Lavender Toilette Waters
The earliest application of lavender in perfume is in the classic Lavender Waters - which the English perfected. Many historic recipes can be found for these type of eaux. Another sub-category of which is the lavender-amber waters, which include, in addition to lavender, either amber or ambergris.

Eaux de Cologne
Another important historic use of lavender oils is in the Eaux de Cologne type of fragrances. Here both lavender and lavandin are used extensively. Lavender imparts a softer, more floral nuance, where as lavandin gives a more herbaceous edge, often in synergy with rosemary or mint. Lavender can be found in countless classic eau de clone formulations, such as 4711, Guerlain's Eau de Cologne Impériale (1853) and Eau du Coq (1894) etc. Florida Waters are a New World interpretation of the Eau de Cologne in which lavender takes a more prominent role, and also includes lime, cloves and cassia bark. 

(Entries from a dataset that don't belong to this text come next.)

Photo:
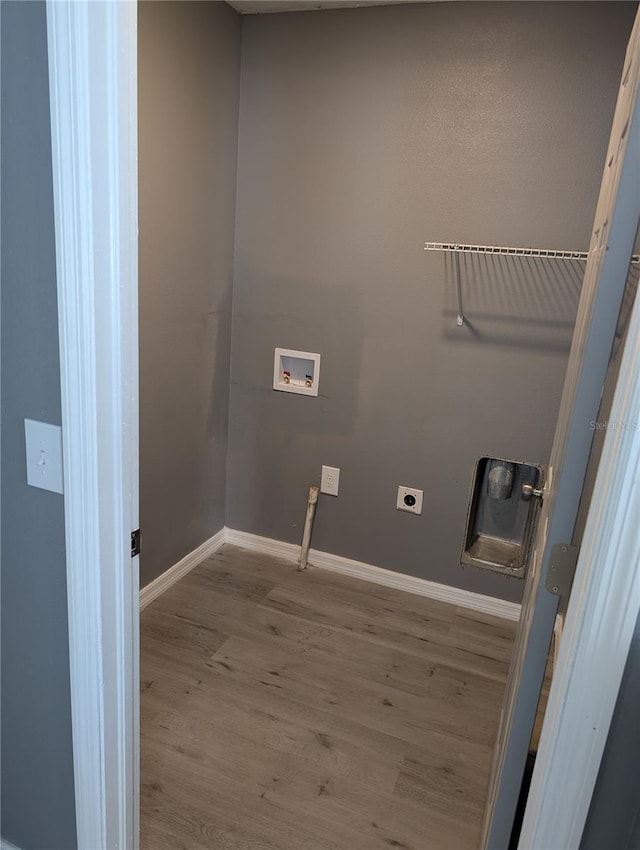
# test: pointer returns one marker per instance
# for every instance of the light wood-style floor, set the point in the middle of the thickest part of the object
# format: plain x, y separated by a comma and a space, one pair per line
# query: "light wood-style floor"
310, 711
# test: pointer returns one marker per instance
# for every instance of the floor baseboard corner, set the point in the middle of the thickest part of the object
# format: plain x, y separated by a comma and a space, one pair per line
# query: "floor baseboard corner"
164, 581
378, 575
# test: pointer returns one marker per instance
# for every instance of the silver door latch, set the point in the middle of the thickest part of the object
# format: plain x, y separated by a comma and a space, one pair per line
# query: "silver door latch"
529, 491
561, 569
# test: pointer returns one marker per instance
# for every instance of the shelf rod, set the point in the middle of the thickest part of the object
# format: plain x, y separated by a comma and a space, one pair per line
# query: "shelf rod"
501, 251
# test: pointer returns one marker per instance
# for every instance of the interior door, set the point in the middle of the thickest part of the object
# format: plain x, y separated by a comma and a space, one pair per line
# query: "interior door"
612, 242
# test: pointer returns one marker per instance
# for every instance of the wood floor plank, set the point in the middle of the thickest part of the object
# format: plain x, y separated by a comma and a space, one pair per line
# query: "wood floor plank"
311, 711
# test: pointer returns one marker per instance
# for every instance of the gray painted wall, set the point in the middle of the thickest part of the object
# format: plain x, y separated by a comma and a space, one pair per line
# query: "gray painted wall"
364, 133
189, 73
38, 809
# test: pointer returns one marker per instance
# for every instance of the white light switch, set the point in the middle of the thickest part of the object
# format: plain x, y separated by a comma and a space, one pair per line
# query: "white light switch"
44, 455
330, 480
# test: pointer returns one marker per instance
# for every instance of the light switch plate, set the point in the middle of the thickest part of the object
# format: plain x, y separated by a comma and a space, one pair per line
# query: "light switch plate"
330, 480
44, 455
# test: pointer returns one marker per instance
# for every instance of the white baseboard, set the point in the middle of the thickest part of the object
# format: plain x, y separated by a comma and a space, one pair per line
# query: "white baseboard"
335, 563
177, 571
378, 575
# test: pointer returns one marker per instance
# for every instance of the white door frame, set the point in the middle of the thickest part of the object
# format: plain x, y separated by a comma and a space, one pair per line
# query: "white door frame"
92, 61
92, 80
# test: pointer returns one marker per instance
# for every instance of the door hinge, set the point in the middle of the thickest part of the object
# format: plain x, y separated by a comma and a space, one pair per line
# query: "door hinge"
135, 542
562, 568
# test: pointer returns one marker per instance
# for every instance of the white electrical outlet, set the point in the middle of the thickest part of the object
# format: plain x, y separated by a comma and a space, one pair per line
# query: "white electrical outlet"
409, 499
330, 480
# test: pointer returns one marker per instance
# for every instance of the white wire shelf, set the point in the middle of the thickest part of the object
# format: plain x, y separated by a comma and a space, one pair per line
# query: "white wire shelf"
503, 251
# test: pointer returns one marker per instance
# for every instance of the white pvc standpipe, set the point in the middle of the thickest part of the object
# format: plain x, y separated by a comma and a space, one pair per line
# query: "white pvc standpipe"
308, 526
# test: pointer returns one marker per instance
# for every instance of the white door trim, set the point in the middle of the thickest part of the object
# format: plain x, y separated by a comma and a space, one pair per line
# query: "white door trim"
92, 62
605, 598
92, 78
598, 629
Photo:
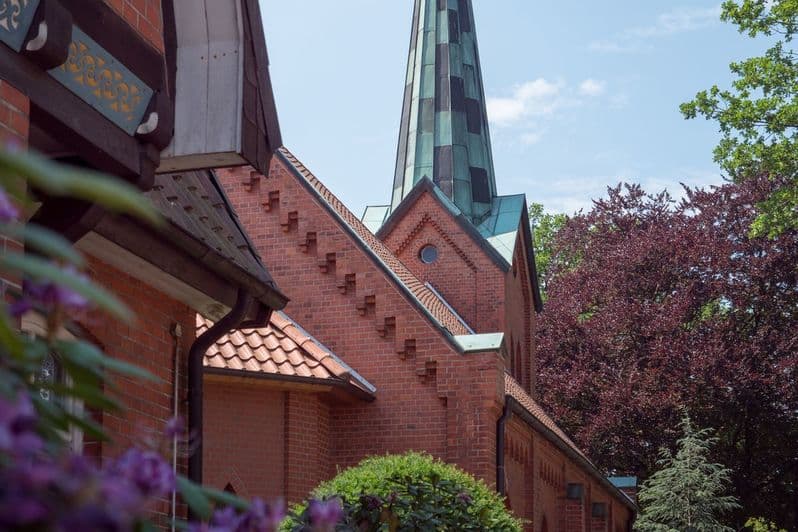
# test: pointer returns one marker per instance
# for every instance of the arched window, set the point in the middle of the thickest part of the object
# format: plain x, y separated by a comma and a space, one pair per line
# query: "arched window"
51, 373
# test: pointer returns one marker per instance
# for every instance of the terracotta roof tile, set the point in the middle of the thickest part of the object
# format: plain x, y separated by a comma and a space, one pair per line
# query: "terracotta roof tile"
282, 348
433, 303
514, 390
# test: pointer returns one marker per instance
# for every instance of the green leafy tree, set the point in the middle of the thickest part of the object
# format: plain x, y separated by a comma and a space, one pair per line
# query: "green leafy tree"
688, 492
760, 524
758, 116
545, 226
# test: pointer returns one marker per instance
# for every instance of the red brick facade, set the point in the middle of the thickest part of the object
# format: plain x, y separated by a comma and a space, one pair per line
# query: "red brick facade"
429, 396
145, 16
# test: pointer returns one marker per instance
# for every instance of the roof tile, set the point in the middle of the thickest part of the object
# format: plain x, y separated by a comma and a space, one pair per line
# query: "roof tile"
517, 392
281, 348
439, 310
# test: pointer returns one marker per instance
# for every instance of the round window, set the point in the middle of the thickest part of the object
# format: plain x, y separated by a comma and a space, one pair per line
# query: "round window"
428, 254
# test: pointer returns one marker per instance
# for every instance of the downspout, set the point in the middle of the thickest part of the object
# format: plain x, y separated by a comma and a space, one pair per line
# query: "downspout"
195, 357
177, 335
500, 437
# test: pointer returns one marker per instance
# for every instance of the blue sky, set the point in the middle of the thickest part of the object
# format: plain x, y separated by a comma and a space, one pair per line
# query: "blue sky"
582, 94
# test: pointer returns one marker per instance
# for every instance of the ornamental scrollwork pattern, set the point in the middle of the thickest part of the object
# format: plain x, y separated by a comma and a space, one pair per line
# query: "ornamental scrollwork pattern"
11, 12
103, 81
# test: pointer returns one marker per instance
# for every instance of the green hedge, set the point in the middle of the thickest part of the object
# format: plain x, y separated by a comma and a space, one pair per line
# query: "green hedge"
409, 492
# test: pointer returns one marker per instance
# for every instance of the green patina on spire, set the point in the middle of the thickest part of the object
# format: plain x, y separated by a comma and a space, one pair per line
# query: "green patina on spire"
444, 130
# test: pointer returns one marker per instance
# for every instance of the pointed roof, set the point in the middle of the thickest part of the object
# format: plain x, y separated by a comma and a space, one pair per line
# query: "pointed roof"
444, 129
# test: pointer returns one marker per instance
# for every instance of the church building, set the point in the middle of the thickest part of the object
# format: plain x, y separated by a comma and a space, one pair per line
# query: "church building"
412, 327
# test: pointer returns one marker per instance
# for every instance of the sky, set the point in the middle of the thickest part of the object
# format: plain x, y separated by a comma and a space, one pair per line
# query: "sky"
581, 94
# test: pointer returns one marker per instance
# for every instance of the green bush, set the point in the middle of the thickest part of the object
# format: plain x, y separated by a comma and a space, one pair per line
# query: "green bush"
410, 492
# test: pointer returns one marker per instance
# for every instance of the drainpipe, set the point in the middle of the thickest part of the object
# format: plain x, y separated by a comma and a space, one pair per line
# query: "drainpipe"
195, 357
177, 335
500, 430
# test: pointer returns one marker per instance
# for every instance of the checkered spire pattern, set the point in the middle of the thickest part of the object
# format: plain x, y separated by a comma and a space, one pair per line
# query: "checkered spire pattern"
444, 130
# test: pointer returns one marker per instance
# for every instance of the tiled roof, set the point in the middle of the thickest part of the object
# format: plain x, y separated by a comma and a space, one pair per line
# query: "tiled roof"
514, 390
195, 203
282, 349
436, 307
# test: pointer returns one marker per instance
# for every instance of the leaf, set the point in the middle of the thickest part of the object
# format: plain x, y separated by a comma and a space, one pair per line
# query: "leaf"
9, 338
42, 269
60, 180
44, 241
194, 497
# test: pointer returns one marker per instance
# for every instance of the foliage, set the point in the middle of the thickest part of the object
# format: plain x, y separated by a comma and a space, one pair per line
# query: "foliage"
410, 492
673, 304
43, 485
758, 116
544, 228
687, 492
759, 524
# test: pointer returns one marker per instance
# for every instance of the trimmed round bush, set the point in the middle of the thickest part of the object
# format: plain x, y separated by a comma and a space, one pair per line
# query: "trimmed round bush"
409, 492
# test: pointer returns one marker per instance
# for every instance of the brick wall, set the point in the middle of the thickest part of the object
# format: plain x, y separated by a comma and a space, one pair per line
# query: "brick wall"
14, 115
143, 15
147, 343
428, 395
307, 447
464, 274
14, 124
244, 437
520, 319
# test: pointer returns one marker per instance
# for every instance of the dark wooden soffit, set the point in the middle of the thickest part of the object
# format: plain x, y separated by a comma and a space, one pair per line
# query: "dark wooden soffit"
201, 216
83, 130
268, 123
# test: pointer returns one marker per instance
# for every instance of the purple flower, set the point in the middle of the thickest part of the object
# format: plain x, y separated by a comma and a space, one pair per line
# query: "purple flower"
51, 295
147, 471
17, 426
8, 211
20, 509
324, 515
262, 517
93, 517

Lavender Soliflores & Gems
Lavender soliflores are a richer, more developed and rounded version of the lavender waters; or simply a more concentrated form. Classic examples are: Yardley's English Lavender (1873), Lavande Velours (Guerlain), Floris' Lavender, etc. Then there are some more sophisticated, layered and exciting renditions such as Jicky (Guerlain), the liquorice-velvety Brin de Réglisse (Hermes), my own Lovender (part of The Language of Flowers soliflore collection) and let's not forget the underrated, wonderfully vanillic Caron's Pour Une Homme.

Fougère
The first use of synthetic aroma chemicals was marked by the creation of Fougère Royal, a concoction that used for the first time a laboratory-made coumarin. But coumarin is only one of four key components that are crucial for creating fragrances of this genre, the other three being oakmoss, linalool and lavender. One could argue that the bare bones of Fougère place lavender in an even more important place, if you strip it down to an even more simple accord of oakmoss-and-lavender, since the other two components (coumarin and linalool) naturally occur in lavender.
Other famous members of this family are Azzaro, Grey Flannel, Brut, Canoe, Amber & Lavender Cologne (Jo Malone's), Jazz (YSL), Xeryus Rouge (Givenchy), etc.

Lavender Chemistry

Lavender distillation

CHEMICAL CONSTITUENTS of LAVENDER
Some 300 molecules were discovered in true lavender's essential oil, that are responsible for its fine, complex yet clear aroma - most of which are trace elements. The major constituents are (the ones in bold are the most dominant/famous ones):
Linool
Linalyl acetate (up to 40%) 
Lavandulol *
Lavandulyl acetate *
Cineole
Coumarin
Camphor
1-octen-3-yl acetate
Tricyclene  
alpha-Pinene  
alpha-Thujene  
Camphene  
beta-Pinene  
Sabinene  
gamma-Terpinene  
Myrcene  
alpha-Terpinene  
5-Methyl-3-heptanone  
Limonene  
Eucalyptol  
delta-3-Carene  
(E)-beta-Ocimene  
Octan-3-one  
para-Cymene  
Terpinolene  
Hexyl-isobutyrate  
Neo-allo-ocimene  
3-Acetoxy-octene  
Hexyl-butyrate  
cis-Linalool oxide  
Vinyl amyl carbinol  
trans-Linalool oxide  
Camphor
Dihydrolinalool  
(E)-Caryophyllene  
Terpinen-4-ol  
(E)-beta-Farnesene  
alpha-Terpineol  
Borneol  
Neryl acetate  
Geranyl acetate  
Nerol  
Geraniol  
Caryophyllene oxide  
alpha-Humulene  
Hexyl acetate  
alpha-Santalene

As we can see, it mostly contains terpenes, terpene alcohols and esters, and a few alcohols. According to Jeanne Rose "esters are soothing, calming, and fungicidal"; and linalool is an "antibacterial, believes discomfort, diuretic, tones without irritating, stimulates the immune system, sedating"; the latter actions similarly described as initiated by the terpene alcohols as well as toning (The Aromatherapy Book, pp. 158-160).

* Both lavandulol and lavandulyl acetate are insect pheromones, which might explain the abundance of bees observed around lavender shrubs.